CLAG-M group demonstrated effective palliation along with acceptable toxicity in R/R-AML patients. However, patients with FLT3-ITD may benefit less from CLAG-M, owing to higher PD rate and all-cause mortality than other patients.
对于复发/难治性急性髓系白血病(R/R-AML)患儿,首选的挽救治疗方法仍不明确。 cladribine/Ara-C/粒细胞集落刺激因子和米托蒽醌(CLAG-M)联合方案在成人 R/R-AML 中显示出良好的疗效。我们旨在研究 CLAG-M 与米托蒽醌/依托泊苷/阿糖胞苷(MEC)或柔红霉素/依托泊苷/阿糖胞苷(IEC)在 R/R-AML 患儿中的疗效和安全性。

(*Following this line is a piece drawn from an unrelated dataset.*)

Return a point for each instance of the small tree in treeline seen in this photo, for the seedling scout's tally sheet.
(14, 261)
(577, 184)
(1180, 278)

分析了 55 例 R/R-AML 患儿。记录总缓解率(ORR)、总生存期(OS)和 3 年无进展生存期(PFS)。总结核型或突变状态为不同风险组。
1 个周期 CLAG-M 和 MEC/IEC 治疗后,ORR 分别为 80%(16/20)和 51%(18/35)(p<0.001)。CLAG-M 组的 OS(66.8%±16.2% vs. 40.4%±10.9%,p=0.019)和 3 年 PFS(52.6%±13.7% vs. 34.9%±9.1%,p=0.036)明显高于 MEC/IEC 组。在高危患者中,CLAG-M 组有 33.3%发生疾病进展(PD),22.2%死亡,而 MEC/IEC 组有 50%发生 PD,43.8%死亡。在低危组中,CLAG-M 组无 PD 或死亡,而接受 MEC/IEC 治疗的患者中高达 50%发生 PD,且全部死亡。在中危组中也发现了类似的结果。令人惊讶的是,FLT3-ITD 的存在与两组的不良预后相关。最常见的不良反应是血液学毒性,两组的发生率相似。
CLAG-M 组在 R/R-AML 患者中表现出有效的姑息治疗,同时具有可接受的毒性。然而,FLT3-ITD 患者可能从 CLAG-M 中获益较少,因为与其他患者相比,PD 发生率和全因死亡率更高。